Ela pondera se haverá continuidade dessa perda de fôlego. “A inflação de serviços é impactada diretamente pelo mercado de trabalho aquecido, já que esse é um setor intensivo em mão de obra. Por isso, olhar para a inflação de serviços, que representa cerca de 1/3 do IPCA, ajuda a identificar para onde caminha a inflação geral”, explica.

Na visão da economista do C6 Bank, o mercado de trabalho aquecido e as expectativas de inflação ainda acima da meta são desafios à convergência da inflação à meta. “O resultado do IPCA de julho não muda nossa projeção de que a inflação terminará 2023 em 5,4%. Para 2024, esperamos que a inflação fique em 5,5%”, afirma.

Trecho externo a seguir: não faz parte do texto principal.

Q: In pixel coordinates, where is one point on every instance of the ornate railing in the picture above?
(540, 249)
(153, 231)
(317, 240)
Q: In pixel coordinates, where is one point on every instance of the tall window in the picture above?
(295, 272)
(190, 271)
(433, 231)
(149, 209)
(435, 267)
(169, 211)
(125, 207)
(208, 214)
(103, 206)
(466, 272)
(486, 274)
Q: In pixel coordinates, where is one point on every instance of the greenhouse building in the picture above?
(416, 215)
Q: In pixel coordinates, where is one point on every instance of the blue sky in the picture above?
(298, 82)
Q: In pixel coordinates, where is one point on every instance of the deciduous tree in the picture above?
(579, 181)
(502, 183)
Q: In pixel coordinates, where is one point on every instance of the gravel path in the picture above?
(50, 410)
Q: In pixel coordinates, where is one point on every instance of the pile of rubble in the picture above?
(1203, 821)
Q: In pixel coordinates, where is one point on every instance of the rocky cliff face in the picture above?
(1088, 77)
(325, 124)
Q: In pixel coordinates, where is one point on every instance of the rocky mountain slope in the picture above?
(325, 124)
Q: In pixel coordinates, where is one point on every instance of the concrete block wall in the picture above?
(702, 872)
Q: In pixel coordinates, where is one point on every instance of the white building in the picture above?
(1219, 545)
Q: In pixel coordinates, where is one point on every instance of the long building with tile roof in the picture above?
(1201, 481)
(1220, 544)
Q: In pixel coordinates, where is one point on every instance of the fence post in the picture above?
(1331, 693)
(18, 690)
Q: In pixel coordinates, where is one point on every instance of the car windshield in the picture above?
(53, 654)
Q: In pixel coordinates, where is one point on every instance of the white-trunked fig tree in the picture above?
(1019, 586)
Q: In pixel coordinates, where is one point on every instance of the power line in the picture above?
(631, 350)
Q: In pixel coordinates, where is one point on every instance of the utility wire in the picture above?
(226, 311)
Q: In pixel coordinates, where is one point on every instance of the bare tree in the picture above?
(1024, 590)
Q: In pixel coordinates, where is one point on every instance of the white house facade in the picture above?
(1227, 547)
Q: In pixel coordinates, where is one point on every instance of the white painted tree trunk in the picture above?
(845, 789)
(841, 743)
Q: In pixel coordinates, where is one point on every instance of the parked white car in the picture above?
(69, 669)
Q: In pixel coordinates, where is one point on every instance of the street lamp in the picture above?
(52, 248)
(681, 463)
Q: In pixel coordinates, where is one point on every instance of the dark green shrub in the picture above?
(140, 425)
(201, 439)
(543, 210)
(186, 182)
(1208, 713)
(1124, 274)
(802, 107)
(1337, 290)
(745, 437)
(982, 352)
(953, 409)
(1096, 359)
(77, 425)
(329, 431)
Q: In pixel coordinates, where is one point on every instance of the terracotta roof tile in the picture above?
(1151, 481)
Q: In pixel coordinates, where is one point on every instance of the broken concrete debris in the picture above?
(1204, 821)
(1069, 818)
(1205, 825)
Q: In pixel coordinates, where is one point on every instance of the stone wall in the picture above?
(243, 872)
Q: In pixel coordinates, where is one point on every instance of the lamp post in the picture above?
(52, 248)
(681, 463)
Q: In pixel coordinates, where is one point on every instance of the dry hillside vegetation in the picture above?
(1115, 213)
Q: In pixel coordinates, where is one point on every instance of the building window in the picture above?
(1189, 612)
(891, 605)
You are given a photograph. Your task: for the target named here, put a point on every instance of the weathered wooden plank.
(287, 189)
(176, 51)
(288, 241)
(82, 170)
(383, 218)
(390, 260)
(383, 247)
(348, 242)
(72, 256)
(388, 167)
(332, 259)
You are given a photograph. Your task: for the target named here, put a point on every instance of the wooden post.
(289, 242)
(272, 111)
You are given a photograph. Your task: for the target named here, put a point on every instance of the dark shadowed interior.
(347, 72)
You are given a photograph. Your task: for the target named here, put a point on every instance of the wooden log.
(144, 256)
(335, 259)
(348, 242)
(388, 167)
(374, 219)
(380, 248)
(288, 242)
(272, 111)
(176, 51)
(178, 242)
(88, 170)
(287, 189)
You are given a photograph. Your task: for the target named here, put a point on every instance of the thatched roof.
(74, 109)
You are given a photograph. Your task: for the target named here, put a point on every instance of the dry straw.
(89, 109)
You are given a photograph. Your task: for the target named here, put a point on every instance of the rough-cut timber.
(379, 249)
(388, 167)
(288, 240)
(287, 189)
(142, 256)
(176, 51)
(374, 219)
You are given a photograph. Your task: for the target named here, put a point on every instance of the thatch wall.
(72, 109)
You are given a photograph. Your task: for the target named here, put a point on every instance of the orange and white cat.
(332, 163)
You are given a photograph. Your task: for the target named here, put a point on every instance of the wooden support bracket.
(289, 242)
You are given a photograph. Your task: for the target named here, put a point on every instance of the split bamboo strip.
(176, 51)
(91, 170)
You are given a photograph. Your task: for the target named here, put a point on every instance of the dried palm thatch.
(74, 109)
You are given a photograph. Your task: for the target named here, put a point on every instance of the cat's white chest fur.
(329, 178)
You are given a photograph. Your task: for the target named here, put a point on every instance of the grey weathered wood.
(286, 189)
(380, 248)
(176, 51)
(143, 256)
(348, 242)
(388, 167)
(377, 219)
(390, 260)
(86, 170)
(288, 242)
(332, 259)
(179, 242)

Ariane Benedito, economista da Esh Capital, o ponto de atenção agora é o impacto dos administrados na leitura do índice cheio para as próximas medições do IPCA. “O resultado divulgado hoje não deve alterar a trajetória de cortes de juros, em 50 pontos-base, para as próximas reuniões do Banco Central. Considerando os períodos a frente, o maior desafio para a autarquia é a ancoragem das expectativas e, por isso, deve permanecer com cautela.”